Ciao Italia: My Lifelong Food Adventures in Italy
Mary Ann's newest book contains over 150 recipes, 60 gorgeous food photos, and many scenic pictures of Italy taken by Mary Ann on her travels through the years.
Fresh fruit bobbing in bowls of water is usually brought to an Italian table as the finale to a meal. This fresh fruit dessert goes one step further with the addition of confectioner's sugar and Marsala wine. Simple but elegant, it is a good ending to a company meal, especially when served in fancy wine or fruit goblets.

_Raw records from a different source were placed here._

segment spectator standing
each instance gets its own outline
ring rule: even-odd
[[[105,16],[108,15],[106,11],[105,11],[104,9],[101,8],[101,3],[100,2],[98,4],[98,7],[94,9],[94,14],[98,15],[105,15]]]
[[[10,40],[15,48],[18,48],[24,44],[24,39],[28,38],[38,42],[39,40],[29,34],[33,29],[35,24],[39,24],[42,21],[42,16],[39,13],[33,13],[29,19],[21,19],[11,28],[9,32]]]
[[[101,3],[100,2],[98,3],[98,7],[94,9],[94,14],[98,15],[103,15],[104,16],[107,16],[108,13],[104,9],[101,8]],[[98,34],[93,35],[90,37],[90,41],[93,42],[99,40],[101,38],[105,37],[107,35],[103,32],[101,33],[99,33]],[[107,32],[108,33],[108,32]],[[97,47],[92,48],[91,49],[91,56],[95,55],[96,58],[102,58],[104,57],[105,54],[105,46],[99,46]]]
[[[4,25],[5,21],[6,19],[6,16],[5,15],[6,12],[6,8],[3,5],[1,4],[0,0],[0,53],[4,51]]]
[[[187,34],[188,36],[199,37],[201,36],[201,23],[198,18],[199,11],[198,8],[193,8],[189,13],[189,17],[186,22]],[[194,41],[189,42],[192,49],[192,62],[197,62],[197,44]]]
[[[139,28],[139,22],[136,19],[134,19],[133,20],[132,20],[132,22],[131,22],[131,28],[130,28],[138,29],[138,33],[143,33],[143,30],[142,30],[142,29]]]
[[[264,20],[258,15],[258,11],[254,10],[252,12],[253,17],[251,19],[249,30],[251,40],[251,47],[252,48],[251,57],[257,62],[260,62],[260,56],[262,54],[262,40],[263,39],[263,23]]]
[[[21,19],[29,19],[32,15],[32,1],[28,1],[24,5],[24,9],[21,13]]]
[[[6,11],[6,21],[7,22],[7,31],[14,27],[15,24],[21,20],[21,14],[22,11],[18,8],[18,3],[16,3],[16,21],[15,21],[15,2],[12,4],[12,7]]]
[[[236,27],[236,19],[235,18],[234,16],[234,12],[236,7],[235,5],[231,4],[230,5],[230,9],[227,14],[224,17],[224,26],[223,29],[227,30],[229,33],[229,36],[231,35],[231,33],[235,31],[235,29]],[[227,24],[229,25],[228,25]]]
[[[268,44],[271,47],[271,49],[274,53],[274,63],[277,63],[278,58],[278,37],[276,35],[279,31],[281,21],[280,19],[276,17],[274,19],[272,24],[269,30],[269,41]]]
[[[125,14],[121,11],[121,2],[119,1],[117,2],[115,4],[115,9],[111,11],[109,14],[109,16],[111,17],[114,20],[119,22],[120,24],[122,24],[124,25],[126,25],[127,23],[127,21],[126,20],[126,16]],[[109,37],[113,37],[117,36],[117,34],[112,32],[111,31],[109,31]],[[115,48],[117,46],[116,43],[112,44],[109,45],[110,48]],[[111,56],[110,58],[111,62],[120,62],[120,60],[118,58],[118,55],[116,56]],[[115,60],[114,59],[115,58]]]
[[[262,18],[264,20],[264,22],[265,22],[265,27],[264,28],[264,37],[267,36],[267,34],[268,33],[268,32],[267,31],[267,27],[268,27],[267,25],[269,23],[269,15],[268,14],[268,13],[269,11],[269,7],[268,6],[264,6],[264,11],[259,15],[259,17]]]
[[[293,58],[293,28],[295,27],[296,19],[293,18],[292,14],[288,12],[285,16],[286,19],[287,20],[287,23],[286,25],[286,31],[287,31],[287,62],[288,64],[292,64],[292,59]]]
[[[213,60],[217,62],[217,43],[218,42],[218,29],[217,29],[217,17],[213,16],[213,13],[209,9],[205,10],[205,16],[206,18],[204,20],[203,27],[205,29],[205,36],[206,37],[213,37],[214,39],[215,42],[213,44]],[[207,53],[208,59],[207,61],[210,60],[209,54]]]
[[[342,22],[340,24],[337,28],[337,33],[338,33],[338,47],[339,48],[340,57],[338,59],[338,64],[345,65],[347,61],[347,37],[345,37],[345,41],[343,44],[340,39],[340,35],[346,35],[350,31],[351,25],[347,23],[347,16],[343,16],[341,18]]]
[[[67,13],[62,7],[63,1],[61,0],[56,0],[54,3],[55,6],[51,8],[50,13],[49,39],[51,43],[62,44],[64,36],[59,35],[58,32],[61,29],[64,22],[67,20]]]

2 ripe medium peaches, peeled, pitted, and sliced
1 pint ripe strawberries, stemmed, wiped, and cut in half
6 tablespoons confectioner's sugar
1/2 cup sweet Marsala wine
In a bowl, gently mix the peaches, strawberries, sugar, and wine. Cover the bowl and let the fruit macerate at room temperature for at least 1 hour.
To serve, divide the fruit among wine or fruit goblets, and accompany with biscotti, if you wish.
Variation: Eliminate the sugar and Marsala. Mix the fruits together, place them in wine or fruit goblets, and pour Asti Spumante into each, filling it to the top. Let stand 5 minutes before serving.